Not only is the continent’s unemployment rate well above the global average, but up to 70 per cent of employed Africans are trapped in vulnerable, low paying jobs, with all too many living in outright poverty. To maintain stability and advance prosperity, African governments face the tremendously daunting challenge of tackling unemployment and creating millions of new jobs for a booming working age population.
To do so, they will need to add non-traditional strategies to their national development plans. The creative and cultural industries are an increasingly important piece of the puzzle.
These industries — design, fashion, film, television, radio, music and much more — have all too often been overlooked as legitimate avenues for jobs and gross domestic product. But that is starting to change. African governments should embrace and support the creative industries in their efforts to drive sustainable development and create jobs.
Zambia, Nigeria, Uganda and others place a strong focus on agriculture in their latest development plans, while countries such as Ethiopia prioritise industrial growth. The creative industries should be an added layer in constructing more diverse and economically viable markets.
Jobs in the creative and cultural economy have proved resilient to the economic shocks that consistently hurt core sectors in many African economies. In 2016, the Nigerian economy fell into recession, but while the oil sector struggled, the creative industries saw impressive growth.
The music industry alone is expected to double present-day revenue by 2020 to approximately $86m. In Nigeria, Nollywood film production generated between $500m and $800m annually. The industry directly employs 300,000 people and indirectly more than a million.
The success of Nollywood demonstrates how the creative economy can trigger a value chain between artists, entrepreneurs, distributors and support services to boost jobs and contribute to GDP growth.
Yet challenges to growth remain. Lack of intellectual property rights and enforcement have limited the ability of artists to earn a return on their investments, causing many to leave their home countries to go abroad.
Efforts to promote the creative industries are hindered by a scarcity of capital. Banks and investors often shy away due to the lack of capital that creators are able to offer as collateral and other associated risks.

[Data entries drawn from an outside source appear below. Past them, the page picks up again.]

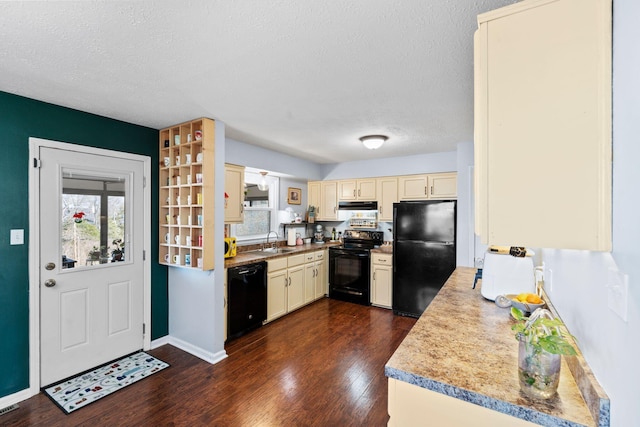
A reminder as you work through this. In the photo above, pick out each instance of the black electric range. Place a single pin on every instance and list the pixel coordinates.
(349, 266)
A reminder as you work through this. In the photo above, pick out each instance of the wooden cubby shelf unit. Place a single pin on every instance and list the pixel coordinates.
(187, 193)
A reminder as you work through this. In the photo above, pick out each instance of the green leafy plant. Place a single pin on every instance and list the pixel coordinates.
(542, 333)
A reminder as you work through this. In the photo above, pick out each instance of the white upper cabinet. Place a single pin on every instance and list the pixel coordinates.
(543, 124)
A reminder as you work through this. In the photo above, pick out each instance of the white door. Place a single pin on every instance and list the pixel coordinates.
(91, 295)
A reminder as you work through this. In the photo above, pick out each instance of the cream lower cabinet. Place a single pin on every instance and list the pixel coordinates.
(412, 406)
(381, 279)
(322, 275)
(543, 125)
(314, 277)
(285, 285)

Even when money is invested by wealthy individuals or by friends and family, creators struggle to commercialise their products and maintain the working capital necessary to increase professionalisation and profitability.
The components of market success, however, are starting to come together. Smartphone and tablet ownership continue on a steep upward curve, creating a foundation for digital content development and dissemination. It is estimated that the South African music economy will have annual growth of 4.4 per cent between 2015 and 2020, fuelled by surging digital music streaming revenues. Similarly in Kenya, the mobile music industry is starting to contribute to GDP in a measurable way: $10m growth in industry revenue is projected between 2015 and 2020.

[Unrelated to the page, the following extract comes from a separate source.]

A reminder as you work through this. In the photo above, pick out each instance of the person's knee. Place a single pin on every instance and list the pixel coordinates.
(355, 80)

Country measurement of the creative industries’ contributions to GDP, encouraged after Unesco provided guidelines in 2009, is prompting African governments to take steps. Two-thirds of African countries have signed the Convention on the Protection and Promotion of the Diversity of Cultural Expressions, and Kenya has taken a lead by publishing the Nairobi Plan of Action on Cultural Industries and facilitating the buildout of institutions such as the Music Copyright Society of Kenya and the Kenya Film Commission.

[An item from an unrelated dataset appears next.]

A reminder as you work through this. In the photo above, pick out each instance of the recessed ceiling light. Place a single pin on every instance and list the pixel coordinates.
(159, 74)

African countries have long been ripe with talent, creativity and cultural riches. However, it is only now, with new technologies and commercial markets, that global success is starting to materialise. Much remains to be done. African governments should continue to measure the contribution of the creative industries to employment and GDP growth and facilitate strategic alliances between the public and private sectors to incentivise capital investment.
Development finance institutions and governments in Europe and the US should develop innovative initiatives to fast-track the professionalisation of creative industries in Africa. When governments truly recognise the value of the creative industries and make a conscientious effort to support and promote them, African film, fashion, music and more can leapfrog forward and stake their claim as part of the global mainstream. Aubrey Hruby is co-founder of the Africa Expert Network, senior fellow at the Atlantic Council and co-author of ‘The Next Africa’ (2015).